Jean-Pierre Du Sault, Montcalm–Saint-Sacrement

Jean-Pierre Du Sault provient du milieu des affaires. Il a été président de l’Association des gens d’affaires du Vieux-Québec et propriétaire du Tatum Café.

Il travaille comme formateur, conférencier-animateur et accompagnateur autorisé pour le Club d’investisseurs immobiliers du Québec. Propriétaire et gestionnaire d’un parc immobilier résidentiel et commercial, il achève l’écriture d’un livre sur le sujet.

On le connaît également dans le secteur événementiel, en tant que magicien professionnel, depuis 20 ans.

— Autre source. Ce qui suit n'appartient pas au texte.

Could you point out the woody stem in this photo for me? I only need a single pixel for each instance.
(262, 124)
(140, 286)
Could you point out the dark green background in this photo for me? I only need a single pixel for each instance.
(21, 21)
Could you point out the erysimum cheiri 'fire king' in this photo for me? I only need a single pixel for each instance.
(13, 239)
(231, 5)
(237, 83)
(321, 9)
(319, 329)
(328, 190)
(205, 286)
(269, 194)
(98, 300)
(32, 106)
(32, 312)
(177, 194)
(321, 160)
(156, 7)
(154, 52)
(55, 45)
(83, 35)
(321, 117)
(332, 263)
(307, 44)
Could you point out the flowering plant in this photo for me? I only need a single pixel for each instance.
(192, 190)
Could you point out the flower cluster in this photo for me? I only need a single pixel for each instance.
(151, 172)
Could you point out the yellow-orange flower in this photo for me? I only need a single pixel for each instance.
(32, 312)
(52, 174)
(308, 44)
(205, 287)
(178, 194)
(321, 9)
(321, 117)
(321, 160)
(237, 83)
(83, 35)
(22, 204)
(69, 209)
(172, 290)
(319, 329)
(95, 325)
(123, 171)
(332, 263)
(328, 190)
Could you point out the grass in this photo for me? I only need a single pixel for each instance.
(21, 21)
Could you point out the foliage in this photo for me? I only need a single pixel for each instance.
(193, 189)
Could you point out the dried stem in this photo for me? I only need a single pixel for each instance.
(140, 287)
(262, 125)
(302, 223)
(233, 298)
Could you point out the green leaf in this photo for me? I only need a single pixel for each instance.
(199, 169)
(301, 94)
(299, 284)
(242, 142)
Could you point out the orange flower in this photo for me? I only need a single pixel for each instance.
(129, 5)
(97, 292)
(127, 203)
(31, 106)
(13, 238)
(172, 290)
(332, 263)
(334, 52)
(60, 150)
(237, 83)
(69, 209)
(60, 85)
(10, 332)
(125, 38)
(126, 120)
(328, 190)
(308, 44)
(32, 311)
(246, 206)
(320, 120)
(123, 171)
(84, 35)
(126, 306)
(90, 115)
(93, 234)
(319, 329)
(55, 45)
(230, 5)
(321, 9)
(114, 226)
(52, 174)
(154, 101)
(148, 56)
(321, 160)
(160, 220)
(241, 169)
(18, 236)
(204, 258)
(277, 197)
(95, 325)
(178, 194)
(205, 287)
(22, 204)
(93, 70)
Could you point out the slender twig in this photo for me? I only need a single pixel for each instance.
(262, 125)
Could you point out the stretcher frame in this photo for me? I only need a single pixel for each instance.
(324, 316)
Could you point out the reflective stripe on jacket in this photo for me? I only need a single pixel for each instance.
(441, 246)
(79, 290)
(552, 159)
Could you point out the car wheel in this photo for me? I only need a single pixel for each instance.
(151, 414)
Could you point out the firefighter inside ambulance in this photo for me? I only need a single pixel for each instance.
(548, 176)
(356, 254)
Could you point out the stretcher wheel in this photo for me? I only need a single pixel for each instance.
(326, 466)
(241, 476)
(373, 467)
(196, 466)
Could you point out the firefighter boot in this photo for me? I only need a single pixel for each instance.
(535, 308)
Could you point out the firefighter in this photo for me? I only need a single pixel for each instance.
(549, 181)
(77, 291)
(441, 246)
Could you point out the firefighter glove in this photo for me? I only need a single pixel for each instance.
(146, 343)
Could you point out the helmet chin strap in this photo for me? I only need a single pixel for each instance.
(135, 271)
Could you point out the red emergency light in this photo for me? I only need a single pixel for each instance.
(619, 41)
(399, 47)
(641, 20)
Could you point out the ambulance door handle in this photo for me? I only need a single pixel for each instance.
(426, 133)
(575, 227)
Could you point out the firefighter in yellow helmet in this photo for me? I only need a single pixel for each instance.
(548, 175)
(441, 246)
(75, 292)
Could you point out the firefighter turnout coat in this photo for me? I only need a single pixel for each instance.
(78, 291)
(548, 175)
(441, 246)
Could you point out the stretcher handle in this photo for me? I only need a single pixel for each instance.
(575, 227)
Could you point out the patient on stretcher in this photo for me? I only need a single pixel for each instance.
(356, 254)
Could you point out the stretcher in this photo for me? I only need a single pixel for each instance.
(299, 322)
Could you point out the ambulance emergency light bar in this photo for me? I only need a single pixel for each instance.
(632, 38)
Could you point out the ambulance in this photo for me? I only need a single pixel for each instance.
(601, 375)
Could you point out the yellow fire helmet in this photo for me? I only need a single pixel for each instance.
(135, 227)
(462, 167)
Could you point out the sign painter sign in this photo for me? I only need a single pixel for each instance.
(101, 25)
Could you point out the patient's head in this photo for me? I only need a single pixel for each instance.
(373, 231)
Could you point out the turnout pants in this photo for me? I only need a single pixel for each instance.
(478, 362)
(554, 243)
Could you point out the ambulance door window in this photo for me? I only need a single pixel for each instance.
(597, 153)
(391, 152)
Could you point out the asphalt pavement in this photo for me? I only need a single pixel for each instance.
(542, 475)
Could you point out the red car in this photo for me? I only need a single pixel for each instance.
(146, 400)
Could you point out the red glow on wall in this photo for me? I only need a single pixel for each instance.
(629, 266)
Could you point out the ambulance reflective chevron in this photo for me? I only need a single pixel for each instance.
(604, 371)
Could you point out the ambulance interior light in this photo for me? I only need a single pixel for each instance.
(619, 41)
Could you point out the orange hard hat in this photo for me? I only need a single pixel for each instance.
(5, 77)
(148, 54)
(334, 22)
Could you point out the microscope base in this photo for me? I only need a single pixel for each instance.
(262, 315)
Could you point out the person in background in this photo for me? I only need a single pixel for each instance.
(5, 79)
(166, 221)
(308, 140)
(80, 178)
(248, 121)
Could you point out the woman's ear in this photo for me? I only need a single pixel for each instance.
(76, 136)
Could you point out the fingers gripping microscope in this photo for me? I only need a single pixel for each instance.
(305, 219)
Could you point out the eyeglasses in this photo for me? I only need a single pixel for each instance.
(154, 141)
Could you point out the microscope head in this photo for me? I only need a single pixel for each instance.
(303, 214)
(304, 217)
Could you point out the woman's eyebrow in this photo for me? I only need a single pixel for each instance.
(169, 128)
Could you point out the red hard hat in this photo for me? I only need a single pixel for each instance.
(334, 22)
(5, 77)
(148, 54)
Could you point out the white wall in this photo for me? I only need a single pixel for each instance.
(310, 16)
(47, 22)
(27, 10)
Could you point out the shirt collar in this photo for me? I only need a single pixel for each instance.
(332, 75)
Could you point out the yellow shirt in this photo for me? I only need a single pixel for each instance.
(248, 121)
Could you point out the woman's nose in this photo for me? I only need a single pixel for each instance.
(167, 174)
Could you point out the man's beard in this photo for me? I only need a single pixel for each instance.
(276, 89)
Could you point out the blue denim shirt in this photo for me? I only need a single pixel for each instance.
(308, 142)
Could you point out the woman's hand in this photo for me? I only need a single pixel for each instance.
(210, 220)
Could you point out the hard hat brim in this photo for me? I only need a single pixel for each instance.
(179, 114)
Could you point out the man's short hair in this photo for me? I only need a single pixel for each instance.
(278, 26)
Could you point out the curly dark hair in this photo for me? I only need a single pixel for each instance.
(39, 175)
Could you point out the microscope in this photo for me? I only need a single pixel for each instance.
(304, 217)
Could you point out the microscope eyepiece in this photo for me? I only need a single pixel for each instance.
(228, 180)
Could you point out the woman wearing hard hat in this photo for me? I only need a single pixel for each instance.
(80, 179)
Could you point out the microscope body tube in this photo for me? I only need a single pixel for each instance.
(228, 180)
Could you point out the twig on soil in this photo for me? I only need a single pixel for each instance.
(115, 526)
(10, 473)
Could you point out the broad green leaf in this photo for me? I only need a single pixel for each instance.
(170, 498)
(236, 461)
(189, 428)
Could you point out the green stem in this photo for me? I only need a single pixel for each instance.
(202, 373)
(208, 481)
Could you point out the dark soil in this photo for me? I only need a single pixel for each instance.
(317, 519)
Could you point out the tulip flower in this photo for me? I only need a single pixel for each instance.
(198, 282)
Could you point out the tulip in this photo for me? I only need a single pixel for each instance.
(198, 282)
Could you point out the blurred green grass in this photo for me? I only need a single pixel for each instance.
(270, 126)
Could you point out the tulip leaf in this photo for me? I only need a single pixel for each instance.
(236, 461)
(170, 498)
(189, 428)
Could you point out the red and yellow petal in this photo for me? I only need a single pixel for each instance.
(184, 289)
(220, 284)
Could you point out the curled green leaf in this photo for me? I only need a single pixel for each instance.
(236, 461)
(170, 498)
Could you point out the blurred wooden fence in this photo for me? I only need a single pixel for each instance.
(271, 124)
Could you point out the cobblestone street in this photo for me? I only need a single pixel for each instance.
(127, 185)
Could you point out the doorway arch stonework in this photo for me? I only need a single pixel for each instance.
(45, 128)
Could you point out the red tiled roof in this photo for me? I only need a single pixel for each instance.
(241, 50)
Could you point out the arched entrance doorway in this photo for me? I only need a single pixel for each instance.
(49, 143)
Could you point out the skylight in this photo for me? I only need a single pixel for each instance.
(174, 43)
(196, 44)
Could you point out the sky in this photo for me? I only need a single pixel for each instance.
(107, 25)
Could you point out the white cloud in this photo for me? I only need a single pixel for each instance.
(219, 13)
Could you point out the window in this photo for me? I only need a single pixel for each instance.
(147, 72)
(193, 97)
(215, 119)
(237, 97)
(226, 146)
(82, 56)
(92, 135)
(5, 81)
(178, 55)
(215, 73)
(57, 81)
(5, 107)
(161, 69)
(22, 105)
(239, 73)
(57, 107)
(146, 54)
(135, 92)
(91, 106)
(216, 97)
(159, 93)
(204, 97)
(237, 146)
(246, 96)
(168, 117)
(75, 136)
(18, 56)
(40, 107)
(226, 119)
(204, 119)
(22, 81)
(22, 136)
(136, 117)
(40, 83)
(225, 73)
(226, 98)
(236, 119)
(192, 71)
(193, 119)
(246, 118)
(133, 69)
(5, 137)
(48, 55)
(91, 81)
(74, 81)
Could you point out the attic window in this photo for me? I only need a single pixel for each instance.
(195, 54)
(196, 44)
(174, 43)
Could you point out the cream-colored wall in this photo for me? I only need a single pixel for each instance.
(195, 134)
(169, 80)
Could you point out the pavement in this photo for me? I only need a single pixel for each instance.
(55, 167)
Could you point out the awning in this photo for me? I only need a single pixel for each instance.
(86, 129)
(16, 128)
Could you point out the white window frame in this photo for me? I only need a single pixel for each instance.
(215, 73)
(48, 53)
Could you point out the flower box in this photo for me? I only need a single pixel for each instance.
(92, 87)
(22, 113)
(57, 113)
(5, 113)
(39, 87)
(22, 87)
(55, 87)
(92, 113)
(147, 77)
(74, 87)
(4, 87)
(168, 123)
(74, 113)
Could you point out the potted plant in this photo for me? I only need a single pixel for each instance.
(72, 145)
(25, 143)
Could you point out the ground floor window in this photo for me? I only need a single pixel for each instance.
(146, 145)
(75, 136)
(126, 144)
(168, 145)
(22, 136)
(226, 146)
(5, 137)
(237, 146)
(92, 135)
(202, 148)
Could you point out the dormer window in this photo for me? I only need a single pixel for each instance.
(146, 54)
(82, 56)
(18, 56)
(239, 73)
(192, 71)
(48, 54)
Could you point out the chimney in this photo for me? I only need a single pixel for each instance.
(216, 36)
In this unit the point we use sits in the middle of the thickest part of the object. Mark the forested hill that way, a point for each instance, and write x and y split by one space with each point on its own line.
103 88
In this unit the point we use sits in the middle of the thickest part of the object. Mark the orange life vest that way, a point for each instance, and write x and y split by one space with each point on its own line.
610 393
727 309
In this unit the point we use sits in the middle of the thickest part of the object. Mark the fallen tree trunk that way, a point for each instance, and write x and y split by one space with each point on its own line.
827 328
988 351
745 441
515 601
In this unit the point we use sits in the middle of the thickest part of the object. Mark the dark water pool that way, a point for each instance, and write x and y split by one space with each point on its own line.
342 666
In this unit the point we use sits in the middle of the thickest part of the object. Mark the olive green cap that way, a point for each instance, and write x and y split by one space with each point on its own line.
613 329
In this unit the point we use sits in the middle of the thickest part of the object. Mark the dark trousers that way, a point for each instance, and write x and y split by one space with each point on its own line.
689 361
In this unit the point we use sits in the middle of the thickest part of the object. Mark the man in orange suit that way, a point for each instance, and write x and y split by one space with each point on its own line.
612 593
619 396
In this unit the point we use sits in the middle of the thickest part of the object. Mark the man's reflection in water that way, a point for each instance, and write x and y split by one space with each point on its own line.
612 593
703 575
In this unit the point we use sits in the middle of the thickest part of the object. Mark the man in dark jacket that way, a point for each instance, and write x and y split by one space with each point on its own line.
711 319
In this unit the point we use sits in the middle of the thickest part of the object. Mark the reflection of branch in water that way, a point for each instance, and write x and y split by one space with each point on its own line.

Marie-Josée Proteau, Saint-Roch - Saint-Sauveur

Marie-Josée Proteau vit dans le quartier Saint-Sauveur, d’où provient sa famille. Elle évolue dans le domaine préhospitalier depuis 25 ans. Elle occupe actuellement un poste à la centrale de répartition des ambulances.

Son intérêt pour la politique a émergé dans l’enfance. Son père l’emmenait avec lui dans des activités liées à la politique municipale.

Cynthia Laflamme, Cap-aux-Diamants

Diplômée de l’école d’Entrepreneurship de Beauce, Cynthia Laflamme est une femme d’affaires. Elle cumule deux décennies d’expérience, notamment dans le domaine de l’alimentation. Madame Laflamme y a travaillé aux opérations, à la comptabilité, aux ressources humaines et au service à la clientèle.

Elle s’est aussi engagée dans des initiatives de distribution alimentaire et d’aide aux aîné.e.s. Madame Laflamme vit dans le Vieux-Québec avec sa famille, où elle est directrice générale d'un commerce.

Enjeux principaux

Cynthia Laflamme, dont le district « est très vaste », y voit trois enjeux majeurs. Dans le Vieux-Québec, il faut « trouver un équilibre entre la vie touristique et celle des citoyens ». Sur sa portion de Montcalm, elle pointe « l’arrivée d’un tramway qui peut déranger les gens actuellement, car ils veulent conserver leurs acquis et leur quiétude dans le quartier ». Quant au Cap-Blanc, elle soulève le manque de commerces de proximité.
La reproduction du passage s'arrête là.